How Nasa Benefits from Deepgram
The Challenge
Noisy Audio Made Transcription Difficult
If you’ve ever listened to audio from space, you know how hard it can be to clearly understand what’s being said. NASA wanted to use speech-to-text to improve their current processes and workflows. But even more than that, they wanted to be able to expand into use cases that simply weren’t possible without fast, accurate, automatic transcription of why was being said.
NASA tried all the major speech-to-text providers—and even built their own solution using an open-source tool. But nothing they tried reached the 80% word recognition rate (WRR) needed for the transcripts to be useful—until they tried Deepgram speech-to-text API.
Deepgram went head-to-head with the big guys before being selected. See how we stack up on real NASA audio:
The Solution
Flexible, Tailored Models
Deepgram’s flexibility and the ability to quickly train a new model based on the kind of audio it would be transcribing—namely, space-to-ground communications—allowed for the creation of a model that outperformed all of the options that NASA tried and reached the accuracy threshold they needed for their work.
The outcome of having an accurate, easily deployable STT system for NASA has been groundbreaking, allowing them to do things that weren’t previously possible. NASA is currently using Deepgram’s speech-to-text API for four different use cases, described below.
Space-to-Ground Communications
When the ISS and Mission Control are communicating, they have three people hand writing what is being said to reduce the chance of errors. But NASA wanted a fourth, AI system to give them input on what’s being said as well. Deepgram was able to use space-to-ground audio to tailor a model for NASA to create transcripts that are now up to 89.6% accurate.
The transcripts generated by Deepgram will help NASA address some of the most common issues that come up in communications with the ISS. These include otherwise undetected readback errors—when an astronaut reads back an instruction to Mission Control to make sure they’re about to do the right thing, but says the wrong thing, and no one at Mission Control notices.
Deepgram’s ability to search through audio also makes it possible for NASA to parse historical records of previous missions to search for specific incidents during previous missions. For example, using Deepgram, NASA was able to search the 4 days of mission audio from the Gemini 4 mission for the moment when the flight controllers commanded James McDivitt to tell Ed White “to get back in!” the spacecraft before they passed into Earthʼs shadow.

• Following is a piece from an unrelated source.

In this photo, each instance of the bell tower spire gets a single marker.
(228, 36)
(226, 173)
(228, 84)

We found the one piece of data we needed—in moments instead of trying to find it blindly. Give it a listen here.
The Neutral Buoyancy Lab
The Neutral Buoyancy Lab at NASA allows astronauts to train in full spacesuits, using the water to create a close analog to microgravity here on Earth. The audio from these training missions is low quality and noisy, like the audio from space, with the sounds of bubbles and breathing gear degrading the quality.
With an accurate ASR model from Deepgram, though, NASA will be able to overcome the noise issues to create transcripts and search through audio of previous missions. Deepgramʼs latest trained model has achieved ~87% WRR on multiple NASA validation sets, including from the Neutral Buoyancy Lab.
Medical Interactive Response Intelligent System (IRIS) Chatbot
NASA’s Medical Interactive Response Intelligence System (IRIS) is designed to provide guidance during potential medical emergencies on the International Space Station (ISS). Using a chatbot powered by Deepgram, IRIS will be able to field questions from a crew member about the health of another, helping them triage and treat emergent situations.
IRIS has been created to run on a Raspberry Pi with an external NVIDIA GPU to power Deepgram’s speech-to-text in a form factor that will make deployment on the ISS possible in the future.